Suddenly COM has come into itself. Web API's are next. The objects are not only a black box, they are a black wall. With a tiny window in it. You can talk through that window and the rest totally and I mean totally takes care of itself. This promotes the ideas of loose coupling in a way that I had not fully appreciated before. Having some sort of abstract communication mechanism between your glue code ( or Sloppy Code) and the API of a service provider forces you to keep it at such a long arms length that many of your assumptions are obviously violated in ways that force you to stop making them. Communicating via JSON or XML or some non native intermediate language stops you depending on things that are too easy to depend on when you are passing longs across to an API of a dll that you have loaded by hand into memory. There is so much less and more to trust in the relationship. The illusion of control has been stripped away that little bit more and you need to be a little more accepting of how little you know or can depend on in the exchange.

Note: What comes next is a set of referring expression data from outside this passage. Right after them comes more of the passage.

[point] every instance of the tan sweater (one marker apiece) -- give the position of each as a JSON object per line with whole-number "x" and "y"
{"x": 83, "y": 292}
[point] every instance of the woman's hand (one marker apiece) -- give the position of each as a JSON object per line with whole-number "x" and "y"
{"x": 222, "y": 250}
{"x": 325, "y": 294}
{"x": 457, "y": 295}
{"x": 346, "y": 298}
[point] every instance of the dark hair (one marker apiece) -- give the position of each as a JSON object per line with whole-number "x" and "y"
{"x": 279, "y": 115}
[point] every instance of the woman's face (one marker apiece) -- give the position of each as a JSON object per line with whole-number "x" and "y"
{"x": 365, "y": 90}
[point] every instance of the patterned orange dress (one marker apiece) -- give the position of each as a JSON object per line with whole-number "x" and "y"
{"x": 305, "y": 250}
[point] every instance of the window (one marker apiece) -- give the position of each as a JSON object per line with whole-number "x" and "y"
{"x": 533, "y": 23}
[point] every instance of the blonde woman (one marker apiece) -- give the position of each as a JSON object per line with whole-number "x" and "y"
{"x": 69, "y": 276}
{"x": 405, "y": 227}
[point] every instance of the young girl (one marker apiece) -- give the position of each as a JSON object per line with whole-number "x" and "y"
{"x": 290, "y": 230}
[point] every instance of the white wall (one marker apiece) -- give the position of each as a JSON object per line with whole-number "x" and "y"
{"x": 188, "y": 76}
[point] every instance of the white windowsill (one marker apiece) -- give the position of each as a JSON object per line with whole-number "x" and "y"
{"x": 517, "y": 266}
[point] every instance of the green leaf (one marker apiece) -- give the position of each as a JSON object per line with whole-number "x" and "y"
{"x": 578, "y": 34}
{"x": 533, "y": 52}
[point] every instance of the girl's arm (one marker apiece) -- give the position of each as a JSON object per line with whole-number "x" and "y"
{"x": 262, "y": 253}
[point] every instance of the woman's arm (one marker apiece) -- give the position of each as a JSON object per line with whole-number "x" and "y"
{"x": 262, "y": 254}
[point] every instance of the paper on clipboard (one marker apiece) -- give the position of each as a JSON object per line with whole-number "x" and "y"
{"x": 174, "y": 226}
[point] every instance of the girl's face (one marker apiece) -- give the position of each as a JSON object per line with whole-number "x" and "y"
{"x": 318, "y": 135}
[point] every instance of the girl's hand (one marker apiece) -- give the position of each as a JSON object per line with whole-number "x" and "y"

I think pulling data from a web service in a stateless transaction is a cleansing experience. Much the same as I once heard John Carmack quoted as saying that working on driver code is good for a programmers soul; so to is working through a flimsy API via a crappy intermediate language with a service hosted on a computer who knows where running an unknown OS, maintained by someone across a public network of wildly fluctuating service availability and with no illusion of control. Its humbling, frustrating and simple while being ugly and primal at the same time.

The idea that you can profile the service and get into the guts of the code and fix stuff... just goes away. You need to be more accepting of your limits and realistic about choices that you can make and the cost of making them. Because the choices are real simple. You can't wait for an updated version of the library or compile one from source. You can't look for alternative options or roll your own... the whole system has become about the data in the system rather than the framework of code through which it flows no matter how the abstractions within the code facilitate reuse or change... its just crap to either work or get out of the way.

Moving on.... I want high level API's (essentially an AI that I can talk to in natural language that will then go and do stuff in an organic way) and I want it now ... end of post.